Geçenlerde dolmuşa bindim. En öndeki koltukta bir adam, ortadaki koltukta da orta yaşlı bir kadın ve ufak tefek bir çocuk vardı. Daha sonra doldu tabii. Dolmuşların o ağır aksak gidişi ve şoförlerinin bir avcı edasıyla çevreyi süzüşlerine baya bir ayar oluyorum. Aynı yolu bazen 20 dakikada, bazen de yaklaşık 45 dakikada gitmek nedir? Bu süreyi yolun yoğunluğunun etkilediğini düşünüyorsanız yanılıyorsunuz. Bu avcı toplayıcı şoförler sorumludur gecikmelerden. Neyse, dolmuş birer ikişer doldu. Çocuk yol ilerledikçe fenalaştı ve en sonunda kadının çıkardığı çantanın içine doğru kusmaya başladı. Çanta da poşet desen değil, kâğıt desen değil, bezimsi bir şey. Bir süre sonra haliyle ne idiği belirsiz bu çanta, sıvı sızdırmaya başladı. Dolmuş da bir o yana bir bu yana gittikçe, sıvı dolmuşun zemininde çatallaşan yollarla ilerledi. Hemen ayakkabılarıma doğru bir hamle yapıp bu yollardan biriyle kesişme yaşar mıyım diye kontrol ettim. Şükür ki benlik bir sıkıntı yoktu. Fakat diğer yolcular Twister moduna girmişlerdi bile!
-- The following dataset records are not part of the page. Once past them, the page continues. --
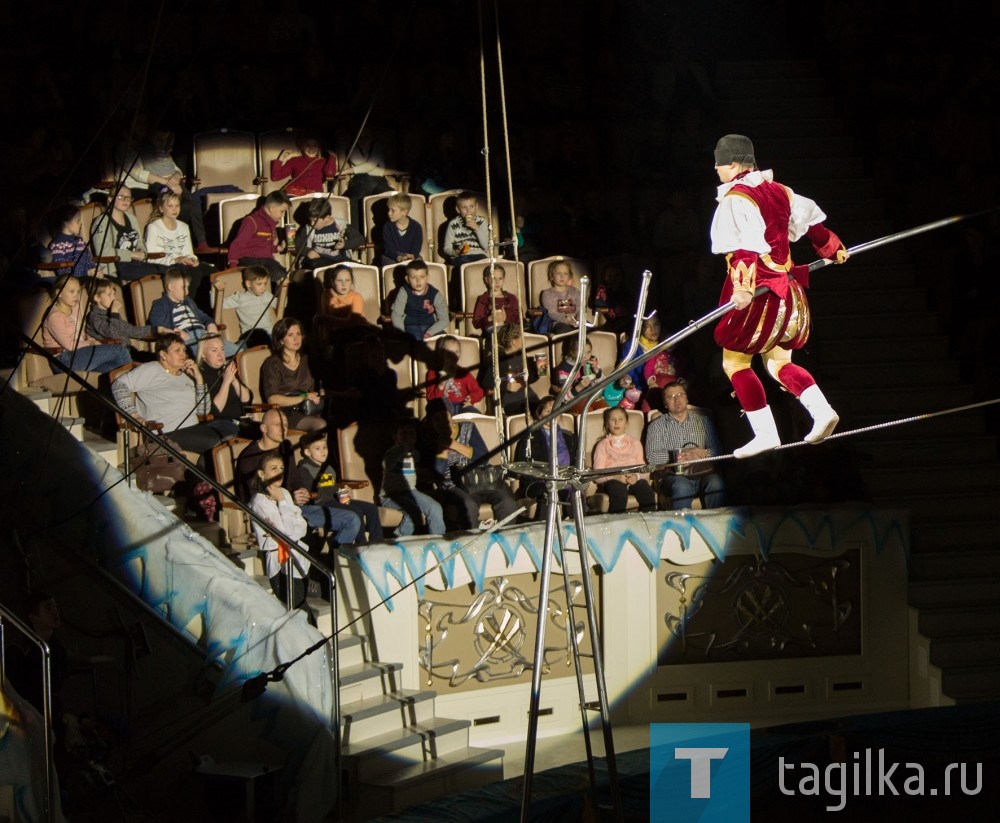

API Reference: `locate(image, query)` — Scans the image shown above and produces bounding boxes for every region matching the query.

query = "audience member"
[592,408,656,514]
[48,205,104,277]
[421,402,517,530]
[472,266,521,336]
[441,191,490,283]
[479,323,539,417]
[646,382,726,509]
[392,260,451,340]
[552,335,604,400]
[514,397,577,501]
[382,192,424,266]
[250,454,311,611]
[322,266,371,329]
[424,334,484,414]
[149,266,236,357]
[233,409,361,546]
[296,197,364,269]
[260,317,327,431]
[271,134,337,197]
[111,333,222,456]
[90,186,163,282]
[381,417,445,537]
[590,263,636,335]
[539,260,580,334]
[198,334,253,436]
[86,280,153,346]
[229,191,292,281]
[222,266,278,348]
[146,191,215,305]
[42,274,132,374]
[296,432,383,543]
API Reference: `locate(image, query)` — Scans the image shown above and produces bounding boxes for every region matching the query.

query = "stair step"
[812,264,919,292]
[908,575,1000,609]
[909,542,1000,582]
[356,746,504,819]
[342,717,472,781]
[806,334,948,363]
[851,416,997,440]
[715,60,820,83]
[59,417,85,443]
[875,490,997,524]
[718,96,844,120]
[83,429,118,466]
[824,360,961,386]
[917,604,1000,640]
[752,135,857,159]
[337,634,368,669]
[776,156,864,180]
[818,307,947,338]
[809,288,924,318]
[827,383,976,422]
[340,661,403,704]
[862,462,1000,499]
[931,634,1000,669]
[941,664,1000,701]
[340,689,437,744]
[910,514,1000,553]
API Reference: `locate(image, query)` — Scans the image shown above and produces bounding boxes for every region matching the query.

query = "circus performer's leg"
[762,347,840,443]
[722,349,781,458]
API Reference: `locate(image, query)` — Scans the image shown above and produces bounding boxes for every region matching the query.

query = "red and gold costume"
[711,150,846,457]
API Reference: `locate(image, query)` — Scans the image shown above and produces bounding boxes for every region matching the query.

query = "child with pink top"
[593,407,656,514]
[42,274,132,374]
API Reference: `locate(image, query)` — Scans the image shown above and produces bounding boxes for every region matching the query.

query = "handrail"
[0,603,56,821]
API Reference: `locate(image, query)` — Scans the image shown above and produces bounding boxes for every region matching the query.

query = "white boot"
[799,383,840,443]
[733,406,781,459]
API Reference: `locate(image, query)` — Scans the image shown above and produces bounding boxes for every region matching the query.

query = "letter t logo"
[674,748,729,798]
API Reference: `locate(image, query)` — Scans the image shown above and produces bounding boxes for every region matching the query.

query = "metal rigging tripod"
[508,271,652,823]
Sonra çoğunluğun indiği -tabii ki AVM- yere gelip sek sek tiripleriyle indik. Kahvemi yudumlarken; her gün bin türlü yere, bin türlü pisliğe bilerek ya da bilmeyerek bastığımız geldi aklıma. E arkadaşım dolmuşta niye gereksiz tavırlara büründük biz? Sokak bir kusmuktan daha mı temiz? Bunun gibi ikiyüzlülükleri çokça yapıyoruz aslında. He ben bunu ikiyüzlülük olarak gördüm, sen görmeyip “bile bile de niye basalım elalemin çocuğunun kusmuğuna” diyebilirsin. Saygı duyarım…

***

Nihayet seçimler bitti, gelsin geçimler diyoruz… Ülkece hakkımızda hayırlısı… Yaşamım boyunca –en azından ergenlik ve ilk gençlik yıllarım dışında- aşırılıklardan ve sert siyasi tavırlardan uzak durmuşumdur. Hâlâ da aynı noktadayım. İnsanların mutlu, özgür ve gelecek kaygısından uzak bir yaşam sürmesinden başka bir şey istemiyorum. Baktığında çok basit bir şey be arkadaş! Çok basit ama insanın hırsları ve doymak bilmez arzuları işin içine girince tabii her şey boka sarıyor. Bu yüzden birileri ezilirken birileri de eziyor. Ezenin ve ezilenin olduğu bir dünya da bana pek keyif vermiyor. On binlerce yıllık serüvenin genel özeti bu. Canlıların en akıllısı insanın, aslında çok da akıllı olmadığının da bir göstergesi… Yüzbinlerce savaş, vahşet ve acı yaşanmış; bir ders alınamamış. Alınacak mı? Ben bilemem arkadaşım! Ben kimim ki? Sen bileceksin… Neyse bu mevzu uzar gider.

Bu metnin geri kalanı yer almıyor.